The diverse schools system south of the border, favoured by all the main political parties, lowers attainment, raises costs and reduces choice, according to a major independent report on 14-19 education in England.

The Nuffield review, published this week, also calls for teachers to be given more say on policy and what they teach, the replacement of the national curriculum with a looser framework, and warns that ministers’ view of learning is too narrow.

Conservative and Labour governments have created a more diverse schools system in the hope that, by offering parents greater choice, standards would be improved, a policy now also favoured by the Lib Dems.

But the final report of the review, which has lasted six years and cost Pounds 1 million, says the opposite is true. It warns that diversity can lead to less choice for pupils. It points to one negative effect of diversification created by the official encouragement given to academies and high-performing specialist schools to open new sixth forms, regardless of their size.

The resulting creation of small sixth forms “reduces choice, lowers attainment and raises costs”, the report says.

Richard Pring, the Oxford University professor who led the review, said the narrow range of options for pupils in such small sixth forms could act as a deterrent to them staying on at school.

The National Audit Office noted in 2007 that the vast majority of academies had opened sixth forms but most were “very small”. Because of the overall challenges they faced, “academies tend not to focus on sixth- form provision in the first years”, it said.

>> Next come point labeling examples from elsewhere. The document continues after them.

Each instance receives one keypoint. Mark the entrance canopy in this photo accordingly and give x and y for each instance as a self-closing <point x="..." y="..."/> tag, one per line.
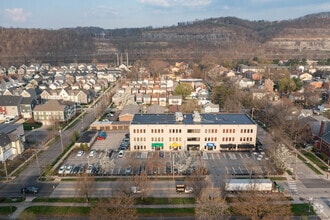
<point x="210" y="145"/>
<point x="175" y="144"/>
<point x="155" y="145"/>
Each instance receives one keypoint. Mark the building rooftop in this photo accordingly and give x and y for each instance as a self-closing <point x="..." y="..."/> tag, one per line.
<point x="213" y="118"/>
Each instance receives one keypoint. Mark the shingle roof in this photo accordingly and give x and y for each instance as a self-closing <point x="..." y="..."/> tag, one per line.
<point x="10" y="100"/>
<point x="215" y="118"/>
<point x="51" y="105"/>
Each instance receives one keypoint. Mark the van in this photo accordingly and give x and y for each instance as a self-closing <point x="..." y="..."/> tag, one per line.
<point x="121" y="154"/>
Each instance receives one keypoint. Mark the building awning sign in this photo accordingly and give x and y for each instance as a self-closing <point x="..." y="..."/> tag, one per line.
<point x="175" y="144"/>
<point x="154" y="145"/>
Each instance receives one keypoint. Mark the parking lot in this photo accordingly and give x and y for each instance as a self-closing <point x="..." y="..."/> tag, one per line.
<point x="105" y="161"/>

Professor Pring says the deliberate “institutional complexity” of trust, community and specialist schools co-existing with academies, FE and sixth- form colleges, undermines the collaboration needed to help the most vulnerable and - and it limits learning opportunities. He recommends a switch to tertiary colleges. His team, which included academics from London University’s Institute of Education as well as Oxford and Cardiff universities, says teachers should be given a much bigger role.

Respect for the profession is needed, the review says, adding: “Teachers should be central to curriculum development, not the `deliverers’ of someone else’s curriculum.”

Professor Pring believes a revival of the local authority-run teachers’ centres that operated in many authorities until the 1980s could be the way to achieve that input.

They would provide teachers with a place to come together to discuss curriculum and assessment. And replacing the national curriculum with a much less prescriptive, looser framework would give teachers more space to contribute.

The review also wants the profession opened up so that more weight can be given to the practical side of education, which it says has been neglected.

Professor Pring said today’s teachers lacked experience in vocational areas such as hairdressing, construction and engineering, which pupils ought to be able to study from 14 onwards - a move which is under way in Scotland through Skills for Work courses.